Marcus nodded. “Yeah. Everything went fine until the car shifted and caught my leg,” he said as we settled onto the couch. “Fortunately Uncle Pietro has a doctor lined up for us to take care of hospital red tape. Can’t get out of having an injury, but it keeps too many questions from being asked.”
Now that was pretty damn useful. There was a lot I still didn’t know about the workings of the zombie subculture, but Pietro sure seemed to have his fingers in a lot of it. Then again, if he’d been around for centuries or so, it made sense that he’d have made plans for stuff like that.
“Well, I’m glad you’re in one piece and saved that family,” I told him with a kiss.

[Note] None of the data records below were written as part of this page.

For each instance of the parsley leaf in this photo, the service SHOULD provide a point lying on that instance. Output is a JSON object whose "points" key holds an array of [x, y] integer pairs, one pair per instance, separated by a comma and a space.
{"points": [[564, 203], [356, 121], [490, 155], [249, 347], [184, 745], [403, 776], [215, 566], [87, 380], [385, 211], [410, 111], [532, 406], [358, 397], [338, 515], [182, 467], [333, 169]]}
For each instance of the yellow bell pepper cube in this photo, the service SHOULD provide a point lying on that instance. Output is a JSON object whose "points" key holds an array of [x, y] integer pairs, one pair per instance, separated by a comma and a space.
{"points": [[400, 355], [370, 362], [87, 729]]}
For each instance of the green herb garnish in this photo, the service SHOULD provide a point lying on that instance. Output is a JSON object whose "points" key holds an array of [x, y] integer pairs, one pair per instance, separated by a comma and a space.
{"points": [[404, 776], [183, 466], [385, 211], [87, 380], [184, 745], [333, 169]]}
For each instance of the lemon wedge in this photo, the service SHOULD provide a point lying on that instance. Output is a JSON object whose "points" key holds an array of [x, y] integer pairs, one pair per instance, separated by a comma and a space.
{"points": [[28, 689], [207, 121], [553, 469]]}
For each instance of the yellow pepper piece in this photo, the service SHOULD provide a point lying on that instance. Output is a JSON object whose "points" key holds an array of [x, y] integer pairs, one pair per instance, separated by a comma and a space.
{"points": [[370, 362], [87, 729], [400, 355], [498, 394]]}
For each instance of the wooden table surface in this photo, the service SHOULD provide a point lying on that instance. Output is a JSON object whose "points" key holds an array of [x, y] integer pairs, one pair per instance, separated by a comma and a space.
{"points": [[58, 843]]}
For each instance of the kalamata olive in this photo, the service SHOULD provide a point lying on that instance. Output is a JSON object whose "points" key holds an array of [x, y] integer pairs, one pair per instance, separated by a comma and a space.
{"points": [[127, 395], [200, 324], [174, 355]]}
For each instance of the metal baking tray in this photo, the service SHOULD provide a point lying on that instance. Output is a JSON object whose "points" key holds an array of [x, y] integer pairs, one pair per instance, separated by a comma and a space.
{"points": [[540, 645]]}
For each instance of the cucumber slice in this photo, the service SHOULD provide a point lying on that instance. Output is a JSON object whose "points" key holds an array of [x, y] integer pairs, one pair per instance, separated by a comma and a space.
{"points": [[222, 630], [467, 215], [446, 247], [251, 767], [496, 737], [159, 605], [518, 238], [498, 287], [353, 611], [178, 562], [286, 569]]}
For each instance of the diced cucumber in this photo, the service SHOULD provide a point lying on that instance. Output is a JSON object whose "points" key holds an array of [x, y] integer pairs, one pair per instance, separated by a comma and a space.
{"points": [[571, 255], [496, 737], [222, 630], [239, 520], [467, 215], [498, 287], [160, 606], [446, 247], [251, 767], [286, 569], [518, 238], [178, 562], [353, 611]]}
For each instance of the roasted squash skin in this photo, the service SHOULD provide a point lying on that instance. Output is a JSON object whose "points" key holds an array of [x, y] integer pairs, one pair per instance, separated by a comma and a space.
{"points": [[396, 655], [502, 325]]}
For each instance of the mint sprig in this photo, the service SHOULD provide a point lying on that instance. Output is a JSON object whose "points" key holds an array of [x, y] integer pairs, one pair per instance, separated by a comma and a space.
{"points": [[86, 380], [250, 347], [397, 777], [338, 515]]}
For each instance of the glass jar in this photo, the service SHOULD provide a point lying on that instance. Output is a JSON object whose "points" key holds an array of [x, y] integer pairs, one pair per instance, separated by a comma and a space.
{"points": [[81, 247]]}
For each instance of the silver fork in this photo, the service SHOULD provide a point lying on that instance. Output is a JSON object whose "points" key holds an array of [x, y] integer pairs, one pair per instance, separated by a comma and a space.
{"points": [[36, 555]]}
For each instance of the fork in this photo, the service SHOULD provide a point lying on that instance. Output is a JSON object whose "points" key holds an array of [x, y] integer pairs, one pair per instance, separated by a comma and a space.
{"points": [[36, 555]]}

He returned it enthusiastically as we settled on the couch, but before we could get too distracted I paused the general naughtiness and proceeded to give him a rundown of the events of the past few days. The firefighter on Highway 1790, Philip undercover, Saberton and their shenanigans, the movie extras as test subjects, Philip freaking out and the resulting mayhem on the movie set, Dr. Charish and her fuckups. I didn’t hold anything back, though I was well aware how outlandish some of it seemed. I figured that if Pietro didn’t want Marcus to know all of it, that was his own damn problem, and he should have warned me.
“Shiiiiiiit,” Marcus breathed when I finished. “Uncle Pietro had all of that going on?” To my relief he seemed to accept the whole thing without question, even the parts that sounded batshit crazy.
“Yeah, it was a mess.” I rubbed at my eyes. The fatigue was starting to catch up with me. “I need to check on my dad.”
Marcus nodded. “He’s in the guest bedroom at the end of the hall.”
I left Marcus on the couch and headed that way. The door was open, and my dad sat in a comfy-looking recliner watching TV.
“Hey, Dad, you doing okay?” I asked. I searched for any hint of anger or his usual orneriness, but apparently having a plush recliner and a flat screen went a long way toward pacifying him.